Los periódicos se hicieron eco ampliamente de la noticia y durante unas semanas informaron de los avances de la policía. Eran escasos. Se había determinado la clase de explosivo, que se había utilizado un sistema de control remoto que podía haber sido activado desde cualquier lugar en cuatrocientos metros a la redonda, habían encontrado al viejo propietario de la furgoneta y deducido que estaba metido en el negocio de las drogas. Se interrogó a los dueños de los establecimientos cercanos sin éxito. Había sido una mañana normal con cientos de clientes normales, ninguno de los cuales hizo nada extraño. Huellas, ninguna. Pistas, ninguna.
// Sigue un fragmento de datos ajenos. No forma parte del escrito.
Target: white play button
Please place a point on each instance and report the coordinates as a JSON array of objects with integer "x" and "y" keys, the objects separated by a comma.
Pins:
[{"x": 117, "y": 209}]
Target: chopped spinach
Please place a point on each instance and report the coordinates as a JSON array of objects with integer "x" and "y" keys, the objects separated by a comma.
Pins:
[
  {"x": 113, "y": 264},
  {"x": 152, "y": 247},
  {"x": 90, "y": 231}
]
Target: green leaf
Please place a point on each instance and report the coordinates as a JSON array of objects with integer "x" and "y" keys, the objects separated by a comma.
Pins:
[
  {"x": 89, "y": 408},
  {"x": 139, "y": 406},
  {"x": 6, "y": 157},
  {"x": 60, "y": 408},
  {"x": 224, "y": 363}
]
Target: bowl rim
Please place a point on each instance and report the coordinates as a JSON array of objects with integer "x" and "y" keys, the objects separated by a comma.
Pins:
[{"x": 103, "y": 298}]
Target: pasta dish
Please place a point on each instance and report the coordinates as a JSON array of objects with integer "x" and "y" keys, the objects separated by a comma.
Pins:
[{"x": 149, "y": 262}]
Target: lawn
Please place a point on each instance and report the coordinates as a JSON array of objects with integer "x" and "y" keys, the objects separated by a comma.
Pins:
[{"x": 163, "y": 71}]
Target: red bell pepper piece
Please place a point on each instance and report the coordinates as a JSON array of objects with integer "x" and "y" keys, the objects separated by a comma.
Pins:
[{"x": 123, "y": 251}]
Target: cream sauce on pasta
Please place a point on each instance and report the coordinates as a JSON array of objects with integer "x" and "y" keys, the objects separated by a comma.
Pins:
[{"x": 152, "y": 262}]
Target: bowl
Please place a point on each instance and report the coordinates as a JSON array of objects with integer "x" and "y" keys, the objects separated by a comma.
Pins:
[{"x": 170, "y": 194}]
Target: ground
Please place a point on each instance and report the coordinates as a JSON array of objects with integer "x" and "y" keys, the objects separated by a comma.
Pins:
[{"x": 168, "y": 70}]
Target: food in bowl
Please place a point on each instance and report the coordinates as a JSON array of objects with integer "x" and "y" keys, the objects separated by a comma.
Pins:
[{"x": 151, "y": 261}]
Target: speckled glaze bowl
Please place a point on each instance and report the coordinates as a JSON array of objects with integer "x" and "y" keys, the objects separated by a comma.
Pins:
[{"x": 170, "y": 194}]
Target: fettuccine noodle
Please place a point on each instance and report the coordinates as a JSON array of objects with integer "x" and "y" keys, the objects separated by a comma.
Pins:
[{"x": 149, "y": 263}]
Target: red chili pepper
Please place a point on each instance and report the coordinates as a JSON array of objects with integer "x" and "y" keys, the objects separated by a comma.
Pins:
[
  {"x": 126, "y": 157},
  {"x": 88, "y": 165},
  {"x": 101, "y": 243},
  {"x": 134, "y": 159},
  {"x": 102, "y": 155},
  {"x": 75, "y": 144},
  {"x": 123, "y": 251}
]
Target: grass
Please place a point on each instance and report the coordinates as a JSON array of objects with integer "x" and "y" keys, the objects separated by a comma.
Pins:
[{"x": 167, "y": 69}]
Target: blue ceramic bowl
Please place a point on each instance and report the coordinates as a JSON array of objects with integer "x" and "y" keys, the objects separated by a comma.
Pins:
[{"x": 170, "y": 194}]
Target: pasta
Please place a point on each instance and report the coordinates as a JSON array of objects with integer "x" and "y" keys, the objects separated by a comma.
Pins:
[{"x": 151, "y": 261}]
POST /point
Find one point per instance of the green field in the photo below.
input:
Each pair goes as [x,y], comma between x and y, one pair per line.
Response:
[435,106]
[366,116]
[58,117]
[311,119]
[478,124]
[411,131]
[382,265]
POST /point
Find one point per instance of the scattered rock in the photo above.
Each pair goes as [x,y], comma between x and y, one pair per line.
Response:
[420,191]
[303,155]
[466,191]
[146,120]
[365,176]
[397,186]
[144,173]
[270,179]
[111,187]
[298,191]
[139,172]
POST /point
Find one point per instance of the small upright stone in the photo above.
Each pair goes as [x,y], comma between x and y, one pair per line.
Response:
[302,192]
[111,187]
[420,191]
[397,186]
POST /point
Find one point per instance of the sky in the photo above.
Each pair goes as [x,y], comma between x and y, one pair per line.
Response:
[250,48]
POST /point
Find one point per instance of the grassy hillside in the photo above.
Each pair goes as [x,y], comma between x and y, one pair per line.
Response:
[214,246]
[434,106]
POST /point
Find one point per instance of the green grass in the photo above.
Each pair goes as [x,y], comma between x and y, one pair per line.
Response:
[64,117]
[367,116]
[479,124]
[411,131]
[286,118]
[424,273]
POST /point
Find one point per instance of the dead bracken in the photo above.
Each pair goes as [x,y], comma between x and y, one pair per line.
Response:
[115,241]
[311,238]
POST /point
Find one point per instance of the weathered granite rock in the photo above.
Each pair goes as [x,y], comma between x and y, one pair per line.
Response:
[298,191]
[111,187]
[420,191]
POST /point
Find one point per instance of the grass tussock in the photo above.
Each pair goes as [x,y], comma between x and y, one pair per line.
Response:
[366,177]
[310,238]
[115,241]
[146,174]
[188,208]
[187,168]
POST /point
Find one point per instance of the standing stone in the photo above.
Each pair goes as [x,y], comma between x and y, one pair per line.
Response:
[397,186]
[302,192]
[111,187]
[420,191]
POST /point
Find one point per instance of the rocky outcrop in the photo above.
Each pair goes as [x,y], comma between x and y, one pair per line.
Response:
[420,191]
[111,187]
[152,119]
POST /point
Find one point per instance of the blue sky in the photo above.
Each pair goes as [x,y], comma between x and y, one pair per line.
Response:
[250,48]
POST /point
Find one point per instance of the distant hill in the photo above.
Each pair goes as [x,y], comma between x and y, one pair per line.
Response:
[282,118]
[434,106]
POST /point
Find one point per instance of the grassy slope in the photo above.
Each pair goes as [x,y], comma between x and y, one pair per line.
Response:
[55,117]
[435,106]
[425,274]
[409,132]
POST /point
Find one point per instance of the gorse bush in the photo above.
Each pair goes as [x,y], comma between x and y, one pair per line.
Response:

Ofrecieron una recompensa sustanciosa al que ofreciera alguna información y los familiares del fallecido fueron investigados porque la prensa más rosa aireó que todos ellos deseaban heredar ansiosamente. No localizaron a ningún delincuente que hubiese cambiado de hábitos o que súbitamente manejara más dinero. Nadie había sido pagado por el asesinato. Dos célebres inspectores fueron puestos al mando de la operación y, aunque prometieron resultados, se estrellaron contra la nada.

Antoine Ballancourt se levantó de la butaca y miró hacia la calle. Los edificios se cubrían de cuadraditos iluminados en cada uno de los cuales se movían sombras inquietas. Continuaba lloviendo aunque ahora lo hacía suavemente, una sirimiri fino y cansino que apenas se notaba. Habían pasado cinco años. El caso Mont de Panne había quedado irresuelto y, tras muchas pesquisas, la policía había archivado el caso. Había cometido el crimen perfecto. Lo había conseguido. Su plan constituía un modelo que podría ser admirado por generaciones. Pero Bellancourt se sentía triste. No era ese su objetivo. Sólo él conocía los hechos y nadie admiraba su inteligencia, su plan metódico, su excelente planificación. Se sentía vacío sin el halago merecido con el que siempre había soñado. Durante unos minutos rememoró los acontecimientos y volvió a admirarse de sus propios meritos. Lástima que nadie los conociera. No, no había cumplido su objetivo. Así, no saldría del anonimato.

El policía de guardia de la estación 67 de la Gendarmerie se sorprendió cuando un individuo entró calado hasta los huesos, murmurando para sí y haciendo aspavientos . Lo tomó por loco cuando se dijo culpable del asesinato de Auguste Mont de la Panne y reclamó que le esposaran y que llamaran a los periodistas. El agente hizo que le expulsaran de la comisaría sin contemplaciones.